PYONGYANG - A South Korean Baptist missionary who was arrested more than four months ago on suspicion of trying to establish underground Christian churches in North Korea told reporters yesterday that he is sorry for his “anti-state” crimes and appealed to North Korean authorities to show him mercy by releasing him from their custody.

Kim Jung-wook told a news conference held in Pyongyang yesterday that he was arrested in early October after entering the North from China and trying to make his way to Pyongyang with Bibles, Christian instructional materials and films. He said he received assistance from South Korea’s intelligence agency.

Kim said he was unsure what punishment he would face. He asked for the mercy of North Korean authorities and requested the media show his family that he is in good health. He also claimed that he was arrested on Oct. 8, the day after he crossed into the North.

Kim, in his first public appearance since his arrest, said he had met numerous times with South Korean intelligence officials before crossing into the North from Dandong, China, and claimed he had received thousands of dollars from them for his service.

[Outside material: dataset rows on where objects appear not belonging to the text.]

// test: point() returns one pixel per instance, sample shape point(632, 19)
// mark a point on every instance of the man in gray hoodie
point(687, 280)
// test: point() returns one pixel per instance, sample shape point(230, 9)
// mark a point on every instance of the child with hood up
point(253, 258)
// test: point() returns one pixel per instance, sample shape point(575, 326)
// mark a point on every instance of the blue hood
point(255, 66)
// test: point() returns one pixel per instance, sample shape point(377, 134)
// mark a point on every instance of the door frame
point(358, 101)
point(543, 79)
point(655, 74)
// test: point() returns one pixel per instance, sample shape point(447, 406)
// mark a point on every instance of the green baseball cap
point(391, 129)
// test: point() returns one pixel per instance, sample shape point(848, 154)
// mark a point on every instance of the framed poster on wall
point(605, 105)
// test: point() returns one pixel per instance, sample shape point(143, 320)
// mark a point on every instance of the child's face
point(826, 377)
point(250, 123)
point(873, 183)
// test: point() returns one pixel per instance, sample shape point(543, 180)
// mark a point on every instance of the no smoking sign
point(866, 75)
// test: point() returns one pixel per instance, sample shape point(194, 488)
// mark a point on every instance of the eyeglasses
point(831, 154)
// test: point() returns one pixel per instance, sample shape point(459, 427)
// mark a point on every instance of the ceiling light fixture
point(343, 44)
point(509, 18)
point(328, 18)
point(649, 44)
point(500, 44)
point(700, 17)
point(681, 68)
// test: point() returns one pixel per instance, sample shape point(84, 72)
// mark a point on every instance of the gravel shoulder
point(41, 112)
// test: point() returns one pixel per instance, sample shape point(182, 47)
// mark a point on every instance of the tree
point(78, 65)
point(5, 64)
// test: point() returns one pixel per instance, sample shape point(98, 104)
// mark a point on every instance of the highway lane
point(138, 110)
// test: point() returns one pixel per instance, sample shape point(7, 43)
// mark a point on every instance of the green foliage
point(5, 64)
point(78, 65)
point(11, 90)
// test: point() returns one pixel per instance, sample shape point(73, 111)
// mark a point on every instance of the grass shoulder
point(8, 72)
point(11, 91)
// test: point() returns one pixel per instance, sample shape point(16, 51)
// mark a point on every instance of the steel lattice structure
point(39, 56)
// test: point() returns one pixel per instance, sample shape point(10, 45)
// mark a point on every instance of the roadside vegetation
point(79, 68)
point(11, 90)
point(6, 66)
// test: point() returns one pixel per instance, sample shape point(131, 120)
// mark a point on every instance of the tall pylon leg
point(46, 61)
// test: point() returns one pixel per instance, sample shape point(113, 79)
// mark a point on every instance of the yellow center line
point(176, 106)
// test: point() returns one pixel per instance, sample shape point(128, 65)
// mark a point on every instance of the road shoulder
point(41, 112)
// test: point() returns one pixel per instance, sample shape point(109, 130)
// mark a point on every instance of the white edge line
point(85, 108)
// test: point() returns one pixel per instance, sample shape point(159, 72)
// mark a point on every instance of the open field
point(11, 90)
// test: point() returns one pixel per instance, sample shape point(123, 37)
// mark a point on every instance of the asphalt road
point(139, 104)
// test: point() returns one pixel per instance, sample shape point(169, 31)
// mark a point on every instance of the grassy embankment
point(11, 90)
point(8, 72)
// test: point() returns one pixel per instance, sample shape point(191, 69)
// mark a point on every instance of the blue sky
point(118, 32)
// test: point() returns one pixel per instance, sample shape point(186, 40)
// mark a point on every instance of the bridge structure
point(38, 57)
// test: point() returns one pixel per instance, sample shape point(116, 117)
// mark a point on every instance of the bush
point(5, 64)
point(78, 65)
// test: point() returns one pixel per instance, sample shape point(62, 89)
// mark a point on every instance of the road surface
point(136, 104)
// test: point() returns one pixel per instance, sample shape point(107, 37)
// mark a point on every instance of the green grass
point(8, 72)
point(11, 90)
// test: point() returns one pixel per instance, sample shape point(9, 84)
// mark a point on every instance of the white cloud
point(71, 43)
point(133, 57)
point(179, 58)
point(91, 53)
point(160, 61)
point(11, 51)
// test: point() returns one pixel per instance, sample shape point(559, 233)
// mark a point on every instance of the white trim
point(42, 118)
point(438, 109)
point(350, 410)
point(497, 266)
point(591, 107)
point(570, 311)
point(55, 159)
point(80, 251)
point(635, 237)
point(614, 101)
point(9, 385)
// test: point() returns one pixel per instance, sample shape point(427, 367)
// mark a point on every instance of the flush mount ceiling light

He also said he wanted to go into North Korea to establish a series of underground churches to spread Christianity there.

“I was thinking of turning North Korea into a religious country, and destroying its present government and political system,” he said. “I received money from the intelligence services and followed instructions from them, and arranged North Koreans to act as their spies.

“And I also set up an underground church in China, in Dandong, and got the members to talk and write for me to collect details about the reality of life in North Korea; and I provided this to the intelligence services.”

At the news conference, Kim said his actions constituted a crime against North Korea’s state and called himself a “criminal.” He added that he has not been mistreated during his incarceration.

In the past, however, similar statements have been recanted once prisoners have been let go.

North Korea’s state media reported in November that the country had arrested a South Korean spy.

But South Korea’s top spy agency, the National Intelligence Service, denied it had sent such an agent to the North, calling the allegation “a groundless claim.”

South Korea called for the identification of the alleged South Korean spy that Pyongyang claimed to have detained last November, though the regime refused that demand.

Following the press conference, the South Korean government officially confirmed Kim’s identity and called his detention “an anti-humanitarian act.”

“We think it is regrettable for North Korea to unilaterally detain one of our citizens without any prior explanation,” Kim Eui-do, the spokesman of South Korea’s Ministry of Unification, said at a briefing yesterday. “Our government strongly calls for the immediate release of our citizen and his repatriation to our side.”

The news of the South Korean detainee came in the midst of rising expectations that inter-Korean relations, strained for years, could be thawing, especially after reunions were held last week for families from both sides separated during the 1950-53 Korean War.

Amid a conciliatory mood, South Korea has proposed offering medicine and vaccines to North Korea, which is currently plagued by foot-and-mouth disease, a highly contagious virus that can kill livestock.

South Korea also called for low-level government talks after the reunions to discuss the assistance.

“For the release of the missionary, a negotiation with Pyongyang would likely be held,” Kim Yong-hyun, a North Korean studies professor at Dongguk University, told the Korea JoongAng Daily.

“In that case, North Korea could try to use the case as a bargaining chip to earn something they want, such as the resumption of the Mount Kumgang tours or the food and assistance from South Korea.”